The number of perfect matchings in a triangular grid of n squares (n = 1, 4, 9, 16, 25, ...). - Roberto E. Martinez II, Nov 05 2001

a(n) is the number of subdiagonal paths from (0, 0) to (n, n) consisting of steps East (1, 0), North (0, 1) and Northeast (1, 1) (sometimes called royal paths). - David Callan, Mar 14 2004

Twice A001003 (except for the first term).

a(n) is the number of dissections of a regular (n+4)-gon by diagonals that do not touch the base. (A diagonal is a straight line joining two nonconsecutive vertices and dissection means the diagonals are noncrossing though they may share an endpoint. One side of the (n+4)-gon is designated the base.) Example: a(1)=2 because a pentagon has only 2 such dissections: the empty one and the one with a diagonal parallel to the base. - David Callan, Aug 02 2004

From Jonathan Vos Post, Dec 23 2004:  (Start)

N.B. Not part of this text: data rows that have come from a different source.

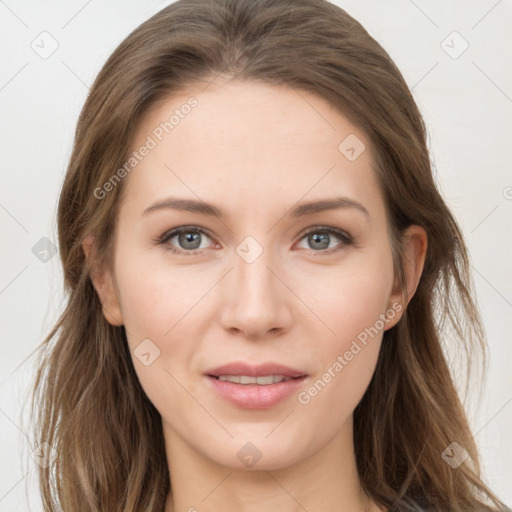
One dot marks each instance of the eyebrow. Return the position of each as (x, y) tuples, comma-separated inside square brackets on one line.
[(301, 210)]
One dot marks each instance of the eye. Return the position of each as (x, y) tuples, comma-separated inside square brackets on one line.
[(188, 240), (320, 237)]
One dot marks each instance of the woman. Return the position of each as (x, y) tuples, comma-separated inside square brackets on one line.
[(259, 265)]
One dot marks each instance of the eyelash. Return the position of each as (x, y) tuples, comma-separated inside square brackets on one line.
[(345, 238)]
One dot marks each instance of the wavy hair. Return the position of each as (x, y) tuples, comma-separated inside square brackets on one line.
[(87, 400)]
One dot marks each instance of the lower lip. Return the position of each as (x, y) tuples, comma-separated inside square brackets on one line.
[(254, 396)]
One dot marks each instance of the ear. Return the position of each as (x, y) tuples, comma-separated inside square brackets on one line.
[(414, 240), (103, 282)]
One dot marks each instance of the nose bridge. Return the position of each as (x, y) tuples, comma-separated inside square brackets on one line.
[(256, 301)]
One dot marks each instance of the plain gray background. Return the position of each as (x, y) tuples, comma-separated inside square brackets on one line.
[(456, 58)]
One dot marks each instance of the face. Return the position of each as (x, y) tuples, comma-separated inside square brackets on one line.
[(219, 261)]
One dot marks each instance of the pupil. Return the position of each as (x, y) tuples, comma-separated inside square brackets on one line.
[(189, 240), (321, 241)]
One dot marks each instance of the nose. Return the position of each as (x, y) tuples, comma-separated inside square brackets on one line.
[(256, 301)]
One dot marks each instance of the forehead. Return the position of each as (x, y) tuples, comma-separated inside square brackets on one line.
[(249, 143)]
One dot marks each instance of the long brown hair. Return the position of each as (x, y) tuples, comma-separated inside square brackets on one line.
[(90, 406)]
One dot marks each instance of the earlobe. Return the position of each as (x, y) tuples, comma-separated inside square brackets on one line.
[(415, 243), (103, 283)]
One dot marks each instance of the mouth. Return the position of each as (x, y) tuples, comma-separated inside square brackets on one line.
[(255, 387)]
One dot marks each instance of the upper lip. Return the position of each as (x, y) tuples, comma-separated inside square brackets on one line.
[(241, 368)]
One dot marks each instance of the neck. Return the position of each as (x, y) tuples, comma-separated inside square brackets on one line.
[(326, 480)]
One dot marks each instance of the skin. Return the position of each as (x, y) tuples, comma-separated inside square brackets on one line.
[(255, 151)]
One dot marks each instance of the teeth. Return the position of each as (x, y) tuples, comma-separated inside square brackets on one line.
[(245, 379)]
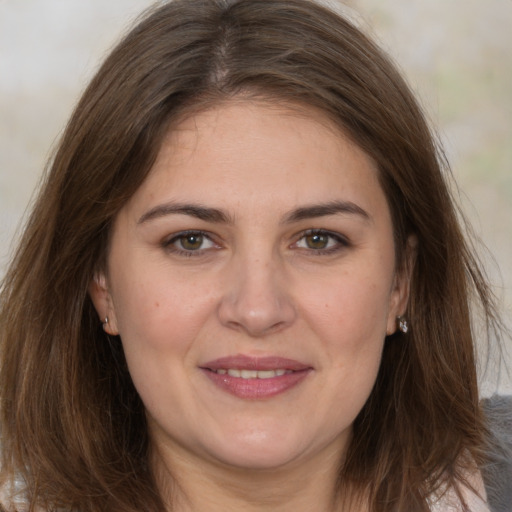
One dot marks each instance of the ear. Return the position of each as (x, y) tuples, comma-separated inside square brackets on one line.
[(102, 300), (402, 285)]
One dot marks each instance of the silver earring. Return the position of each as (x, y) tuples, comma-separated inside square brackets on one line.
[(402, 324)]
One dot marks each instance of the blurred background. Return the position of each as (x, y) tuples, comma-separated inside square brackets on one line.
[(456, 55)]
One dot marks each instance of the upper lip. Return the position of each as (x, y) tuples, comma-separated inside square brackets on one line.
[(243, 362)]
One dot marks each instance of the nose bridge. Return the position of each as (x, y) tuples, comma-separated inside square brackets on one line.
[(256, 298)]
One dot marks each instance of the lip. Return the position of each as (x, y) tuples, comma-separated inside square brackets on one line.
[(255, 388)]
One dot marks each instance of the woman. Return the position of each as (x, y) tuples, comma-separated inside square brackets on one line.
[(244, 284)]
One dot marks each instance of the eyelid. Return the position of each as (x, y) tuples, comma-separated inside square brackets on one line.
[(341, 241), (168, 242)]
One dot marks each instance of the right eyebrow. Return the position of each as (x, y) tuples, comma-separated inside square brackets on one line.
[(193, 210)]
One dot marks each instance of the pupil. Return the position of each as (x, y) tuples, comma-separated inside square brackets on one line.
[(317, 241), (192, 242)]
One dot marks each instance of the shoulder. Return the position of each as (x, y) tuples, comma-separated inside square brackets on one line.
[(497, 472), (473, 496)]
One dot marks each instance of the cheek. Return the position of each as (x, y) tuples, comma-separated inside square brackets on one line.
[(351, 307), (160, 310)]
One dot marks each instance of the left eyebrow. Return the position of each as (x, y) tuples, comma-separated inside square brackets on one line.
[(323, 210), (193, 210)]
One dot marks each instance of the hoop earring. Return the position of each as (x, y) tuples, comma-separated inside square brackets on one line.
[(403, 326)]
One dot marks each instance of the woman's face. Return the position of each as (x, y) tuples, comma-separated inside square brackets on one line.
[(252, 281)]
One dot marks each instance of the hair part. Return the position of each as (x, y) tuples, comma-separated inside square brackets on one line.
[(73, 426)]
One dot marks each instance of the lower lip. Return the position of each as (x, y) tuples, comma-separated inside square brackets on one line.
[(257, 388)]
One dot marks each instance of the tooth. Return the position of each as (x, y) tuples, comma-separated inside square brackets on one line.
[(248, 374), (266, 374)]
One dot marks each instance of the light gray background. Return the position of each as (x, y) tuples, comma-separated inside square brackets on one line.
[(456, 54)]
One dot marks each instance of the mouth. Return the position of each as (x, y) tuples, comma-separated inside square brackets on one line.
[(252, 374), (255, 378)]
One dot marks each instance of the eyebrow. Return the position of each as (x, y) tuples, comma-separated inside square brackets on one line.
[(193, 210), (218, 216), (323, 210)]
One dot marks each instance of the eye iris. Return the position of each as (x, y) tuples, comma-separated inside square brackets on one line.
[(317, 241), (191, 242)]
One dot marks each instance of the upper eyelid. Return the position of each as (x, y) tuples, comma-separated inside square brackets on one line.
[(313, 231)]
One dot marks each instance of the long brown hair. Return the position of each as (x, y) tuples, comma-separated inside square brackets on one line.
[(73, 427)]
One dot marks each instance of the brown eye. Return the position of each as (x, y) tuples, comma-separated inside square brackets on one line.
[(322, 242), (317, 240), (191, 242)]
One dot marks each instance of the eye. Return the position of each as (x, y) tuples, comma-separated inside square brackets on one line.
[(321, 241), (189, 242)]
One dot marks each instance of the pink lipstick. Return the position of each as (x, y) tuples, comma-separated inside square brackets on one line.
[(255, 377)]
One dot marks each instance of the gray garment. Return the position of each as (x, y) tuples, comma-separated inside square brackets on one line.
[(497, 473)]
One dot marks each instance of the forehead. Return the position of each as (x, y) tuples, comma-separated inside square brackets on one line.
[(279, 155)]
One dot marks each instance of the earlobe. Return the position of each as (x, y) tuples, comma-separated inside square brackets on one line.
[(401, 290), (102, 300)]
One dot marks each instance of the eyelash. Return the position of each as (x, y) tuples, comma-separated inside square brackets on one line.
[(169, 244), (340, 243)]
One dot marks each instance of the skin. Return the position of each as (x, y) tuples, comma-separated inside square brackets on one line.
[(259, 284)]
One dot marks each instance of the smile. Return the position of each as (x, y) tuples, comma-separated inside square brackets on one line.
[(252, 374), (255, 378)]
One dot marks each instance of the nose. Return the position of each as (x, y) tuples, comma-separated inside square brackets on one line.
[(256, 299)]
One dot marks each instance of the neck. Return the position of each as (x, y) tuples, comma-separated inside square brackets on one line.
[(298, 487)]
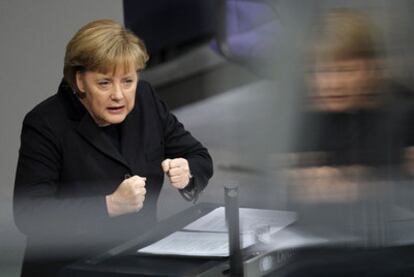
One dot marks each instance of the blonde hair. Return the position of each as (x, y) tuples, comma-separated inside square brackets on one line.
[(346, 34), (103, 46)]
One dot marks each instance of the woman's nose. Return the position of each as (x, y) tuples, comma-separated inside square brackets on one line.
[(117, 93)]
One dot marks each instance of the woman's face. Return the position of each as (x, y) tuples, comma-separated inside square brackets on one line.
[(343, 85), (108, 97)]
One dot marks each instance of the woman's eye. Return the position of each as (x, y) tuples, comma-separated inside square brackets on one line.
[(103, 83)]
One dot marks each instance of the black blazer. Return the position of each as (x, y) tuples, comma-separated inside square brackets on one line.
[(67, 165)]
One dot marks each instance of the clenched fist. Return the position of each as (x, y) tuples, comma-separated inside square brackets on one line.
[(178, 172), (128, 197)]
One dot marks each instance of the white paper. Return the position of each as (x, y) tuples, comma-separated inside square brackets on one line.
[(208, 235), (195, 244), (251, 220)]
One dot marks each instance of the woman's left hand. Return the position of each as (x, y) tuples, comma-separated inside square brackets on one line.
[(178, 172)]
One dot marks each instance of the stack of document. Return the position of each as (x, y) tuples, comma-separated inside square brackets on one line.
[(208, 235)]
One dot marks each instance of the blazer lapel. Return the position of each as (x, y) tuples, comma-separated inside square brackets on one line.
[(131, 138), (91, 132)]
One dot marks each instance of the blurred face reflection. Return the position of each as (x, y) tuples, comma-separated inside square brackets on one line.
[(343, 85)]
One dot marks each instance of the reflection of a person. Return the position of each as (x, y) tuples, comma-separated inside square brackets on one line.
[(93, 156), (354, 117)]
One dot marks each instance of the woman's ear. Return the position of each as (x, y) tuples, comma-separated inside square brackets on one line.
[(80, 82)]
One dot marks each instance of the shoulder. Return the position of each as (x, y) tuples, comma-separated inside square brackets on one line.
[(48, 108)]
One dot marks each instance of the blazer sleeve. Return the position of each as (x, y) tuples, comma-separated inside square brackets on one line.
[(38, 207), (179, 143)]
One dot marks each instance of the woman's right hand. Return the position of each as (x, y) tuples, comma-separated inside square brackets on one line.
[(128, 197)]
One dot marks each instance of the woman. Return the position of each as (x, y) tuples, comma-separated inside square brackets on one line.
[(93, 156)]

The only prime in this sequence is 2. The semiprimes (intersection with A001358) are a(2) = 6, a(3) = 22, a(4) = 394, a(9) = 206098 and a(215), and correspond 1-to-1 with prime super-Catalan numbers, also called prime little Schroeder numbers (intersection of A001003 and A000040), which are listed as A092840 and indexed as A092839.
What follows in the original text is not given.